Farewells on center stage as season ends

LONDON - Agence France-Presse
Farewells on center stage as season ends

Sir Alex Ferguson waves a flag onboard the champions’ bus in Manchester. AFP photo

With Champions League qualification the only issue still to be decided, focus on the final day of the Premier League season on May 19 will fall on the characters bidding goodbye to English football.

It is certain to be a momentous day at The Hawthorns, where Alex Ferguson will bow out after a record-breaking 26-year spell as Manchester United manager, while veteran midfielder Paul Scholes is also expected to play his final game for the club.

Ferguson heralded the end of an era when he announced his retirement last week and was given a rapturous send-off at Old Trafford last week when United beat Swansea City 2-1 in his final home game.

May 19 trip to West Bromwich Albion will be Ferguson’s 1,500th match as United manager, but the 71-year-old Scot has warned his players not to be distracted by the emotion of the occasion.

Speaking at the club’s end-of-season awards party, he said: “We need to win the game on May 19. We won the last home game and I don’t want to lose my last game, that’s for sure.”

Ferguson’s successor-in-waiting, David Moyes, will also end his 11-year association with Everton at Chelsea.
Moyes said farewell to Goodison Park after last weekend’s 2-0 defeat of West Ham United and he has thanked the club’s fans for their reaction.

“There are very few managers who have the opportunity to be cheered off in your last game as manager,” he told students at Cambridge University during a speech earlier this week.

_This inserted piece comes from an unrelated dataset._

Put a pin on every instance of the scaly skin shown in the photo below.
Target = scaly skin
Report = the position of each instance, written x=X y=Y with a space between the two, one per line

“I have to thank everybody at Everton and the supporters for that - it showed real class.”

Carra bids farewell

The trip to Stamford Bridge will also mark Everton captain Phil Neville’s last game for the club, while another United old boy, Michael Owen, will hope to feature in Stoke City’s game at Southampton after announcing that he, too, will retire at the end of the season.

Liverpool’s fans, meanwhile, are preparing to say goodbye to long-serving defender Jamie Carragher, who is set to make his 737th and final appearance at home to Queens Park Rangers.

“It’s made me go the other way, to be honest. It’s made me think it is the right time,” he said. “It’s nice that I’m in the side and people are saying I’m doing well and why not stay for another year? It’s better than them saying you should have gone a year ago.”